腰のあたりから足の指の先まで、「下半身の痛みはすべて腰痛」と考えてもらつても問題はありません。痛みにしても、「痛み、しびれ、冷え、つつばり、重い、だるい、むくみ、ふるえ」と、症状を問わずに、腰痛として治すことができます。

 

痛みなどの症状が腸骨より上にあるか、下にあるかの違いでも、腰痛のタイプは分けられます。

腸骨より上の場合は、一般的な筋肉痛といえるもので、無理をしなければ三日から一週間ほど安静にしていれば痛みが消えることが多いはずです。

 

麻酔を使うと患部の筋肉を壊して固めてしまうと書きましたが、痛み止めの薬を飲んだり湿布を貼ることでも、筋肉の異常は慢性化します。そうやって痛みをごまかしながら無理をすることで、筋肉の線維はぶちぶちと切れていってしまうからです。

 

痛みが慢性化していないときはもちろん、慢性化していたとしても、緩消法で治すことはできますが(慢性化していれば治療に時間は要するようになります)、筋肉痛を慢性化させずに治す基本が休むことにあるのは間違いありません。

慢性化させないためにも、反発性の高いマットレスなどで十分な休息を取ることが大切です。

(マットレスの選び方については、こちらの腰痛に良いマットレスカタログ参照のこと)

 

一方、腸骨より下に痛みがある場合、大抵の病院では原因を特定できないことが多いと思います。この腰痛は、腰の筋肉が硬くなることにより腰から足先までの血行不良が

出て起こっています。

 

痛い場所で特定される「異常のある箇所」

臀部が痛い、ヒザが痛いなどと、人によって、つらい場所は違ってきますが「ここが痛い場合には腰の中のどの部分の筋肉に異常が起きているか」は特定できます。

臀部やヒザが痛いという場合も、その原因は腰の筋肉にあります。

 

なぜかといえば、腰には、足先までつながる血管や神経が通っているためです。下半身の痛みのすべてを腰痛と考えてもいいというのはそのためです。

たとえば臀部が痛い場合は、中心となる腰椎から七センチ外、背中から六センチ内側の筋肉の緊張が原因となります。
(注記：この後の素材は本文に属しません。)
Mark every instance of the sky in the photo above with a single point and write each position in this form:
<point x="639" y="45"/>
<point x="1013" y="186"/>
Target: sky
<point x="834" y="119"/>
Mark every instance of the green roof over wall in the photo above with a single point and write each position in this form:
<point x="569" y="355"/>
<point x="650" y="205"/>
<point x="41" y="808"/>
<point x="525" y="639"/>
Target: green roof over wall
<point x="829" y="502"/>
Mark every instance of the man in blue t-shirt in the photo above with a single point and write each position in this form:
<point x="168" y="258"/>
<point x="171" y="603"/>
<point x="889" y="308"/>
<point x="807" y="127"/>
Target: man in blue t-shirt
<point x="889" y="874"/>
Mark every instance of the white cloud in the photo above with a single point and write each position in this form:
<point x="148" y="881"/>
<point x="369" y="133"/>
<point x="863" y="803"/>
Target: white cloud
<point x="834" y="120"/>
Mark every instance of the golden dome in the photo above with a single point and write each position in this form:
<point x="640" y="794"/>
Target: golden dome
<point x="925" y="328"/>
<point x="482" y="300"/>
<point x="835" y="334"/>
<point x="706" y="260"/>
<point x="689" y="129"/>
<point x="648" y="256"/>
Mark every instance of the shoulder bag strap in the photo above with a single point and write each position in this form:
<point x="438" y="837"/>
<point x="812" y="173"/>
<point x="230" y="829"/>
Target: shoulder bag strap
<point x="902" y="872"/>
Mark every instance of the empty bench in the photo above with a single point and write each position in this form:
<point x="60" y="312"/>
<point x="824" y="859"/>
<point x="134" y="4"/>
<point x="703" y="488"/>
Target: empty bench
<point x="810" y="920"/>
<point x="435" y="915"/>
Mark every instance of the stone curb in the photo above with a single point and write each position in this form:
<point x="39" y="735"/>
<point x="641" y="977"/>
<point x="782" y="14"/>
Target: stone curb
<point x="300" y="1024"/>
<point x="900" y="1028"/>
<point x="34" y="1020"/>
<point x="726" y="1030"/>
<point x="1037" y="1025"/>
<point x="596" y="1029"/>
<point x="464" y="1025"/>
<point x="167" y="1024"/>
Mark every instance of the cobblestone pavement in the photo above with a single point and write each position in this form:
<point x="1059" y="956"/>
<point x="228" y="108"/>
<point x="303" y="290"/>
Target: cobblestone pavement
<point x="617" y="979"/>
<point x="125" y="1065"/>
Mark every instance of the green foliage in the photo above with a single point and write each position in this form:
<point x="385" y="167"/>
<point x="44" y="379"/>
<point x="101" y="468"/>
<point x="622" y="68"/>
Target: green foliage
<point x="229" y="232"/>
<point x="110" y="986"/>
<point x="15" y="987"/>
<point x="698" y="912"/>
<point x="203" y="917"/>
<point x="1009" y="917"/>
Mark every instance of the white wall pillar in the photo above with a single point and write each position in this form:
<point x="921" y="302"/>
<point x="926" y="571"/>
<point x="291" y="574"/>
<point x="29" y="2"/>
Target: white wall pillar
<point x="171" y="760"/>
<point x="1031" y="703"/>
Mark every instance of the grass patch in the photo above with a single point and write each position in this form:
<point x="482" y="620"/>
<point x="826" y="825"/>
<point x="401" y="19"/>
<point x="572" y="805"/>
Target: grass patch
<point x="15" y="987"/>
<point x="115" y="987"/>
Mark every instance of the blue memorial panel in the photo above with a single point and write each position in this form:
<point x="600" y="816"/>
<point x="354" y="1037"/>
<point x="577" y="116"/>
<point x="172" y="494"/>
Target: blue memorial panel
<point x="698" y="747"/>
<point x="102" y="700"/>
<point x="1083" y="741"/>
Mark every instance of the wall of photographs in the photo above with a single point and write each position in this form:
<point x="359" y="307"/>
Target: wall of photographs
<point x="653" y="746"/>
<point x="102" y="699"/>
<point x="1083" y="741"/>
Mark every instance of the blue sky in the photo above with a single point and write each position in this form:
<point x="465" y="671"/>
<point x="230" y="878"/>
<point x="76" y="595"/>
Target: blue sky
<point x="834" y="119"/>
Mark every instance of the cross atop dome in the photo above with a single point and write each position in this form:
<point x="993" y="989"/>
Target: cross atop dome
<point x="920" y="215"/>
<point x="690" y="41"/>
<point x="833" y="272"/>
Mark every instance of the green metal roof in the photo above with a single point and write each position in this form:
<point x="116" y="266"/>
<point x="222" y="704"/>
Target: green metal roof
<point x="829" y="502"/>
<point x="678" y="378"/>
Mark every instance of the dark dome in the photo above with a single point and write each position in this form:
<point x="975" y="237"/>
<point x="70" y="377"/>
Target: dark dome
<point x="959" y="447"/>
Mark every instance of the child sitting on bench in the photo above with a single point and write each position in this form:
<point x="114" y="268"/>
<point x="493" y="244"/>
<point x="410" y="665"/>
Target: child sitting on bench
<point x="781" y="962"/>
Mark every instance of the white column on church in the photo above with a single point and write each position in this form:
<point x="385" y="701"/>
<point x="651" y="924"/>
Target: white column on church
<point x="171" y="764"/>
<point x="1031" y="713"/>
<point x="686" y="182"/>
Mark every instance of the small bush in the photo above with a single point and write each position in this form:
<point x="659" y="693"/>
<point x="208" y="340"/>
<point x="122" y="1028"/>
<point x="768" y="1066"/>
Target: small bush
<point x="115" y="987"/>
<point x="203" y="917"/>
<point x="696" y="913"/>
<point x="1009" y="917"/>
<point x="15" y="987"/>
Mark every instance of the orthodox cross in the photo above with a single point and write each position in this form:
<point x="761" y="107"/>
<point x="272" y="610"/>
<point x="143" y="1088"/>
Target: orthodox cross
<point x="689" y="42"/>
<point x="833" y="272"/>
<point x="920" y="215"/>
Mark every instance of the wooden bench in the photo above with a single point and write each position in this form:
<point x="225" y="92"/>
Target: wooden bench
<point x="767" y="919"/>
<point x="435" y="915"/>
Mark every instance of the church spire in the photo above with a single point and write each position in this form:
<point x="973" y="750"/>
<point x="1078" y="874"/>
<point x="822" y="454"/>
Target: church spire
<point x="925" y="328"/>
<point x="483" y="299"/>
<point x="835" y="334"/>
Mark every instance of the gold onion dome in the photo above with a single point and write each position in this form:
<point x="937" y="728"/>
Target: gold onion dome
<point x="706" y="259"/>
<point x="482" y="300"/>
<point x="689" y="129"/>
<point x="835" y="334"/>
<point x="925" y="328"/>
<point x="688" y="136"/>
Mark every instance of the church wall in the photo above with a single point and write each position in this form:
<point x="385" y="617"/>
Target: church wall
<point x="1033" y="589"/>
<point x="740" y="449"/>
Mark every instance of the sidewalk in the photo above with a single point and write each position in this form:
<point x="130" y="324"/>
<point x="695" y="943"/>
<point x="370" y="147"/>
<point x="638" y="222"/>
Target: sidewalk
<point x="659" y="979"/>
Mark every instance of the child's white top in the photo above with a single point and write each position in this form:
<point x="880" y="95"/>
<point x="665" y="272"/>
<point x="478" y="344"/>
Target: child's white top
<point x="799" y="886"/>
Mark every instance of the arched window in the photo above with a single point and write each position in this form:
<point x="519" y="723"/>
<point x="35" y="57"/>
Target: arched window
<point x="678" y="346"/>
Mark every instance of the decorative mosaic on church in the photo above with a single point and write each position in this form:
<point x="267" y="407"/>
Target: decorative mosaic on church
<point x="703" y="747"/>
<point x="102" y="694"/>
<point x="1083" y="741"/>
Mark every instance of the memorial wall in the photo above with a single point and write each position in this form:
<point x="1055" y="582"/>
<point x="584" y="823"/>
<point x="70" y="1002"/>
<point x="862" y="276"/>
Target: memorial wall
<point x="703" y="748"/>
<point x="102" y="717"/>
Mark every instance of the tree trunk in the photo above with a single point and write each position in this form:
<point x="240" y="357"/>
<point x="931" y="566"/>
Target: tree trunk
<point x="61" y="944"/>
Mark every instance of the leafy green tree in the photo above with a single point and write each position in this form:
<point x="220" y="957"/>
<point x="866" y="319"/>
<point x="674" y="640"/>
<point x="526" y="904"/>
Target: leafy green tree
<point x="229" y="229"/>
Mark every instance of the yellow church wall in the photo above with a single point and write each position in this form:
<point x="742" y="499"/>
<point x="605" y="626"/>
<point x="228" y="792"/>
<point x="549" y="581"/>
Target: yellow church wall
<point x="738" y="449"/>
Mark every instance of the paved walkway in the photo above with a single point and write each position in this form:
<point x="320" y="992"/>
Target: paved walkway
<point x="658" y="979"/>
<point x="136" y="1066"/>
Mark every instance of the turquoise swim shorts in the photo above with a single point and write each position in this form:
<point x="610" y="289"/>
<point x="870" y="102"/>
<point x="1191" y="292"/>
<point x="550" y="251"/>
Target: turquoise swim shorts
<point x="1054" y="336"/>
 太モモの外側や後ろ側が痛い場合は、中心となる腰椎から11センチ外、背中から9センチ内側の筋肉の緊張が原因です。

 

ヒザが痛い場合は、中心となる腰椎から10センチ外、背中から四センチ内側の筋肉の緊張が原因。ふくらはぎが痛い場合は、中心となる腰椎から5センチ外、背中から5センチ内側の筋肉の緊張が原因となります。

また、「動脈」が圧迫された場合は血行不良のために、痛み、しびれ、冷え、つっぱりが起き、「静脈」が圧迫された場合は血管内に老廃物が滞り、痛み、だるさ、むくみ、ふるえが起きます。

 

「神経」が圧迫された場合は運動信号が送れなくなり、間欠跛行が起こることもあります。間欠跛行とは、歩いているときに痛みやしびれなどが出てきて、少し休めばまた歩けるようになる症状です。

さらにいえば、特定の筋肉に異常があると、偏頭痛が起きたり突発性難聴が起きるということもわかっています。

原因を取り除くかたちで、腰痛はもちろん、そうした病気の治療までができるようになったのです。